Sphinx to Nikola
As you can likely tell, my website looks different now. For a very long time I have been using Sphinx with a custom theme for my personal website. It has served me rather well, but over the time I have been pushing it into ways that are not really how it is designed. Foremost it is a documentation generator. As such it has a hierarchical structure and does not support blog posts or RSS feeds. Some of my content is “timeless” like the study material, but other things slowly outdate and would rather fit into a blog structure. There are extensions to Sphinx that try to add these features, but I rather decided to move it to Nikola instead.
In this post I will describe how I have made the transition and what was needed to get the content moved over.
There is a nice overview of static website generators that lists many static site generators. There are many to choose, but I want to stick with one that is fairly popular and won't have it's support dropped soon. Also it should be mature, I want to keep going with it for a while into the future. In the past I already looked at Pelican and Tinkerer but found them rather cumbersome. And I have looked at Nikola in the past already. What put me off was that it only had two levels of hierarchy for the pages. This seemed to be very limiting at the time, but now I see it much more relaxed and just moved.
I am looking forward to now have it easier to write blog posts and have a better suited tool for that task such that I can concentrate solely on writing the content.
In this post I will show you how that transition was made. It took me three days to get everything converted. I had 194 posts and 34 pages that needed to be converted.
Structure and navigation
Sphinx has an tree of documents that can be arbitrarily deep. One defined an
index page and uses the toctree
directive to add child pages to it. I have
done so before, I had a hidden toctree
which included all the other
structural pages like “Programming”, “Computer” or “Studies”. There I would
then have additional toctree
directives that include all the other files.

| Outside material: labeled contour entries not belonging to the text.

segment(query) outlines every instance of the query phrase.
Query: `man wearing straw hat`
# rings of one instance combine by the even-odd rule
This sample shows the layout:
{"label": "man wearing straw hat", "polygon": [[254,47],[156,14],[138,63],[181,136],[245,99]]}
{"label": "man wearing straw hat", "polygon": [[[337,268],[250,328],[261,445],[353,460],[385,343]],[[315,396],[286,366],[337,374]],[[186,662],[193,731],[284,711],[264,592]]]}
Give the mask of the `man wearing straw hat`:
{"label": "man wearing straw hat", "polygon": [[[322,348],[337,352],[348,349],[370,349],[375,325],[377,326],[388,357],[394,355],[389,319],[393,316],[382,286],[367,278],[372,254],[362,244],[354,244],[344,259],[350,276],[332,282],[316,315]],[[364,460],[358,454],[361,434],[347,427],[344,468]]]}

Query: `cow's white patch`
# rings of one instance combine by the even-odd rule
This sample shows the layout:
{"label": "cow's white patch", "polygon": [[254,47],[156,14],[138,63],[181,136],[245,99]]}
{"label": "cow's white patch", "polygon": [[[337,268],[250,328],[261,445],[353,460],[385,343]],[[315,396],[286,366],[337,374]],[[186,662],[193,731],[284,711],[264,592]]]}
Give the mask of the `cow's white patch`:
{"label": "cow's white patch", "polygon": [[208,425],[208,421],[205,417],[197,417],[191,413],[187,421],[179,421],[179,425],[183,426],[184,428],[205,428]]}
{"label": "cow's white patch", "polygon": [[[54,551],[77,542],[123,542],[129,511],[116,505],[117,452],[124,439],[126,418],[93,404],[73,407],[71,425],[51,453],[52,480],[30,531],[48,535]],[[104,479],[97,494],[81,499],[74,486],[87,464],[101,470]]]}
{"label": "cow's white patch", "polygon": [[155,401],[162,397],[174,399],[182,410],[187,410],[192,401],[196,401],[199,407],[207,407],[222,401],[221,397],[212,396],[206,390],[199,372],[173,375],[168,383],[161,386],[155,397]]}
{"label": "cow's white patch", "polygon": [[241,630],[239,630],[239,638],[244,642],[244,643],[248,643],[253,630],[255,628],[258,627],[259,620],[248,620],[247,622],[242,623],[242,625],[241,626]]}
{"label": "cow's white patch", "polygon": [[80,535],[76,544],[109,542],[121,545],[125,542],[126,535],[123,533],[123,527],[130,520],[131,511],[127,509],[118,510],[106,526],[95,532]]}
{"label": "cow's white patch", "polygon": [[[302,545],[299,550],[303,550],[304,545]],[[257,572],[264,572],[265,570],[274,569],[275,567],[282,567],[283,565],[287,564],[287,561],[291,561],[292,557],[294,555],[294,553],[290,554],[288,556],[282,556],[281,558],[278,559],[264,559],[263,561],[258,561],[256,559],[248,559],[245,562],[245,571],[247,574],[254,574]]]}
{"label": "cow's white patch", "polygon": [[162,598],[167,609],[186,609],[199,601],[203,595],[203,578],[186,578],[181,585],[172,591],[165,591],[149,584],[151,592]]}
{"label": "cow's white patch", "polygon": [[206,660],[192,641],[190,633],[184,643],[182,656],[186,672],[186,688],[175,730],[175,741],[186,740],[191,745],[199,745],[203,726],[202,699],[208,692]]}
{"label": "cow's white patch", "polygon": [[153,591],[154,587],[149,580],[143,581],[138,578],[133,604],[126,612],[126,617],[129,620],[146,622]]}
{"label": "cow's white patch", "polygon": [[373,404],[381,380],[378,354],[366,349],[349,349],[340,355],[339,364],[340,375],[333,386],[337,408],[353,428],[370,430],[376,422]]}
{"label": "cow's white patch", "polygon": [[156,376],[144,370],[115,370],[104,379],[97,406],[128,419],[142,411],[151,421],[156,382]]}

This way Sphinx does not really have a site navigation but rather a document
structure. For a manual to be rendered to HTML, PDF or EPUB, this is just
great; for a personal website it is a bit clunky already. The top navigation
was a real hack in the template. I accessed the complete structure tree and let
it render the top level. I had to adapt the CSS classes manually such that the
current one would render at active.
Nikola approaches this by having posts and pages. The posts are the blog posts, they have one category and multiple tags. They are ordered chronologically. Using the navigation I can manually set what I want. By just pointing to the URLs of the category indices I have lists of posts for that category, without any hacks.
Sphinx did not care about the location of the source files, I just had to
manually link them together for the overall tree structure. With Nikola I have
a directory pages
and posts
. The posts get all thrown into the blog
structure, and the pages are compiled but I have to manually link to them. The
blog posts themselves have meta data which contains their category and tags. I
use the YAML metadata and it looks like this:
--- title: Derivation of the Euler-Lagrange-Equation date: 2013-06-12 11:27+0200 category: Science tags: Physics ---
Sphinx uses the image
, figure
and download
directives to tether files
into the document. The images can reside anywhere, but I have just had them in
the same directory as the text. My travel report about China was located at
travel/2019-06-china/index.rst
and the images are all in the same directory.
This makes it easy for me to see all the files that belong to one post.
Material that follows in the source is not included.